Watch this brief video to gain a better understanding about the pathogenesis of IgAN.

We have learned a lot about the pathogenesis of nephropathy over the past 40 years. A great deal of our knowledge has been derived from studies of the genetics of IgAN, which have highlighted the importance of the mucosal immune system in the pathogenesis of the disease. Although this is a complicated slide, it highlights many of the genes that have been identified as being important to the development of IgAN. Many of these genes are involved in the mucosal immune system, and involve both innate immunity and acquired immunity—the generation of antibodies—which is unsurprising for a disease named after its key antibody.3

The Multihit Model

Information from studies and identification of these important factors has led to us to develop a multi-hit model of the pathogenesis of IgAN, which is demonstrated here.

It starts with an increase in circulating form of IgA1, called galactose-deficient IgA1. This is a particular type of IgA1 that is produced mostly in the mucosal immune system. In patients with IgAN, they have been found to have high amounts of this galactose-deficient IgA1 in their circulation as well. This galactose-deficient IgA1 acts as an antigen against which other antibodies form, which is Hit 2, the production of antiglycan antibodies. When these antibodies stick together, they form immune complexes, seen in Hit 3.

These immune complexes can form in the circulation and then deposit in the kidney, or they may form locally if the galactose-deficient IgA1 is in the mesangium. But we know that the IgA that is seen in the mesangium of the kidney is almost exclusively galactose-deficient IgA1, and so when immune complexes form and when antibodies target that galactose-deficient IgA1, immune complexes activate the immune system, as seen in Hit 4. This leads to activation of mesangial cells, fibrosis, recruitment of inflammatory cells, activation of complement, and the final common pathway of glomerular injury and glomerular sclerosis that leads to proteinuria and GFR loss.14,15

Biomarkers of Progression

Various biomarkers have been studied in IgAN, some of which are highlighted in this slide. Among the most important is GFR. GFR is interesting as a biomarker of progression because it is also the outcome that we are interested in. Low GFR may lead to a kidney transplant or dialysis, so it is both the outcome and indicative of the outcome due to the progressive nature of GFR decline.

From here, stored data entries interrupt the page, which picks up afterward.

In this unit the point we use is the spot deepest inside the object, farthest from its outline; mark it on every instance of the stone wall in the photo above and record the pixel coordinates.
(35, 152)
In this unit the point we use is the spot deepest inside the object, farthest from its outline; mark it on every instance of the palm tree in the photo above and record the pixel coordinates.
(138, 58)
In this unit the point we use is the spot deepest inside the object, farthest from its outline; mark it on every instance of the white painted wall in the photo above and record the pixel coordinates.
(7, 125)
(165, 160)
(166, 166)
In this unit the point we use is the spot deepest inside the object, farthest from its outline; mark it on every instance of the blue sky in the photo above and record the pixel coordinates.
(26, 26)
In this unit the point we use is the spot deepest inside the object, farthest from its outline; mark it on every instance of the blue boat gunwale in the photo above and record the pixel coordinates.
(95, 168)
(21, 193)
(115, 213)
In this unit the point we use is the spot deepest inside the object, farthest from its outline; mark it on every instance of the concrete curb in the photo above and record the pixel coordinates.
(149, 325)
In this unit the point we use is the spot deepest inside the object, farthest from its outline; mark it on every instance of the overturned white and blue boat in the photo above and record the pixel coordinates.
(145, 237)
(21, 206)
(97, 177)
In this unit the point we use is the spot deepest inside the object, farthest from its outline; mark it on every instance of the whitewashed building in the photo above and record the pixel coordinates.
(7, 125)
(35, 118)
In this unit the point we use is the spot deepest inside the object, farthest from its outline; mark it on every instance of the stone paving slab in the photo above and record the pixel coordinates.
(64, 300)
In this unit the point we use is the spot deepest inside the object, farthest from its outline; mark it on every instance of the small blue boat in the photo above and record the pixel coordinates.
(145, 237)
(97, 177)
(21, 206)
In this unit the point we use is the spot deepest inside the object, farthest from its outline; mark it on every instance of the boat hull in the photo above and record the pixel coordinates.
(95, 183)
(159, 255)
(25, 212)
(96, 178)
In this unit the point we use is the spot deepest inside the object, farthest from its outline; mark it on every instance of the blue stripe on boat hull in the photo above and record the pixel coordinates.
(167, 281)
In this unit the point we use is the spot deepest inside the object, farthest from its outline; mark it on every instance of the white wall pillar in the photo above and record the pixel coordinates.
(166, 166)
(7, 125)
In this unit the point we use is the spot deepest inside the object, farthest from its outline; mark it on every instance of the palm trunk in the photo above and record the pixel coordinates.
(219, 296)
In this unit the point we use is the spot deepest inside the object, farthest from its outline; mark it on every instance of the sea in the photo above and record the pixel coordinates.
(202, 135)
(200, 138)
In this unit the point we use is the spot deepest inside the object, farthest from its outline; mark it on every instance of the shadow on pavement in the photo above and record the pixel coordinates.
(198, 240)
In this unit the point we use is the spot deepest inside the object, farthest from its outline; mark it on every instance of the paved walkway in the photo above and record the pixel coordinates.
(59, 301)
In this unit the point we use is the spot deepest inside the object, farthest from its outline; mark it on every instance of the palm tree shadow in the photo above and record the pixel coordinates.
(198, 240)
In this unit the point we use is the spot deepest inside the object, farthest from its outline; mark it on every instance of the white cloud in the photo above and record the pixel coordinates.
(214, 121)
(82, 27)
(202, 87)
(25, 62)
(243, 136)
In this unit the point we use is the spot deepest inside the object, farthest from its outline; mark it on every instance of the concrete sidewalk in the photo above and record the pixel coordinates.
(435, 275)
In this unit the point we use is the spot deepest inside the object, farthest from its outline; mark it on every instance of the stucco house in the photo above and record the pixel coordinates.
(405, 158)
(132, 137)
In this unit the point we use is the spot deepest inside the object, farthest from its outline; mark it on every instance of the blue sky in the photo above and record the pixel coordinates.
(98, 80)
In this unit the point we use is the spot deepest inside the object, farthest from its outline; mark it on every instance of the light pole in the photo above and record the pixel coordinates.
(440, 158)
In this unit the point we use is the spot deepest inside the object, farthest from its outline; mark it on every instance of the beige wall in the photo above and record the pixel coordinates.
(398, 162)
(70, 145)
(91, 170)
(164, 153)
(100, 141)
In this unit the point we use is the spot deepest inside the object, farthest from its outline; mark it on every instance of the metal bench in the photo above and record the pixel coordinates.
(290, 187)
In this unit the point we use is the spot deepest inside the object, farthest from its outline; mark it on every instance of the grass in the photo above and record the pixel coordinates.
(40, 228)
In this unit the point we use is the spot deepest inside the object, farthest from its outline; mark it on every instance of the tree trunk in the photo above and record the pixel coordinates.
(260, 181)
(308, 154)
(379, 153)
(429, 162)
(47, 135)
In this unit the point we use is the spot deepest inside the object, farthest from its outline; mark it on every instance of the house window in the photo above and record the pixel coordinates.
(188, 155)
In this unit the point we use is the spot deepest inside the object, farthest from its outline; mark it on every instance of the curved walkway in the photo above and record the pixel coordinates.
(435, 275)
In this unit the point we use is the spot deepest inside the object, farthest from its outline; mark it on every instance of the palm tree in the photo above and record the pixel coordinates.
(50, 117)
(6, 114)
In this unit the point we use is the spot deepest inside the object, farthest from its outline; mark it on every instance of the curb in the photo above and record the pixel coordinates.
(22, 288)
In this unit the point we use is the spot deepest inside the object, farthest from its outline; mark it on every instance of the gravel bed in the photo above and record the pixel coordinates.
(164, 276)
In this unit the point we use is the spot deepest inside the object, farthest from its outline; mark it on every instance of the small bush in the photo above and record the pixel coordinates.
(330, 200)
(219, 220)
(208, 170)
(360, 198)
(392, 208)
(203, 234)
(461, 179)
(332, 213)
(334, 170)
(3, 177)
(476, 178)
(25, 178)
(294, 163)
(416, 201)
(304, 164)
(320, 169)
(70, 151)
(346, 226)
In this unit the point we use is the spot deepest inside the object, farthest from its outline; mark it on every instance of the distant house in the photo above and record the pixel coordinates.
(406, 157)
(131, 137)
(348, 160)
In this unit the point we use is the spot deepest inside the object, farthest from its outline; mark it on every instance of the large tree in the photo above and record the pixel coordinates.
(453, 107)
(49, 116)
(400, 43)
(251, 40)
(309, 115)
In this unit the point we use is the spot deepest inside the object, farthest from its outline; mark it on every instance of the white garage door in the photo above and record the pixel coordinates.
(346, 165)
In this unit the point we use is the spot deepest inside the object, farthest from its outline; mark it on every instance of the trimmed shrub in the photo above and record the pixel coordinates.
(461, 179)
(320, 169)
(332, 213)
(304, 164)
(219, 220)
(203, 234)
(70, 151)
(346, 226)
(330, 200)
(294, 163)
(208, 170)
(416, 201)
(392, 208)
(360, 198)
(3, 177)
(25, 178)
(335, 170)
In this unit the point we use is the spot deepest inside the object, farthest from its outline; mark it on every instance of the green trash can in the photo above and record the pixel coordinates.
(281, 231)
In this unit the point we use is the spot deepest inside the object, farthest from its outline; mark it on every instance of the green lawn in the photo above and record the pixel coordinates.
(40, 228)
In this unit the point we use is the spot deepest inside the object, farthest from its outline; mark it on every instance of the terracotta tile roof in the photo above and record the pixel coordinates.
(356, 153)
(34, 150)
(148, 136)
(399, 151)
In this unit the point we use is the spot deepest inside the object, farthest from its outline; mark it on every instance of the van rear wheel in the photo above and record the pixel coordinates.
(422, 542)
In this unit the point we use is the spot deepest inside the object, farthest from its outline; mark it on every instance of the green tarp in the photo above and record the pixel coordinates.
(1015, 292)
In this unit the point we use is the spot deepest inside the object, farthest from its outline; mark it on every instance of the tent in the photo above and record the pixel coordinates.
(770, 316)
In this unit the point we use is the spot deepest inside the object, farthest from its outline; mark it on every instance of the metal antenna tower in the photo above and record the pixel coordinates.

Proteinuria is a particularly useful biomarker because in studies of IgAN, changes in proteinuria have been correlated to changes in outcome. This has led to the development of drugs based on proteinuria outcomes, recognizing that that response in proteinuria is predictive of long-term benefits in kidney protection.

Hematuria is challenging to use as a biomarker in a quantitative way. Gross hematuria in many studies seems to be correlated with improved outcomes, but this may be because patients with gross hematuria typically are diagnosed earlier due to earlier warning signs. The disappearance of microscopic hematuria or the presence of microscopic hematuria has been shown to be associated with disease severity in some studies and with immunological activity as well.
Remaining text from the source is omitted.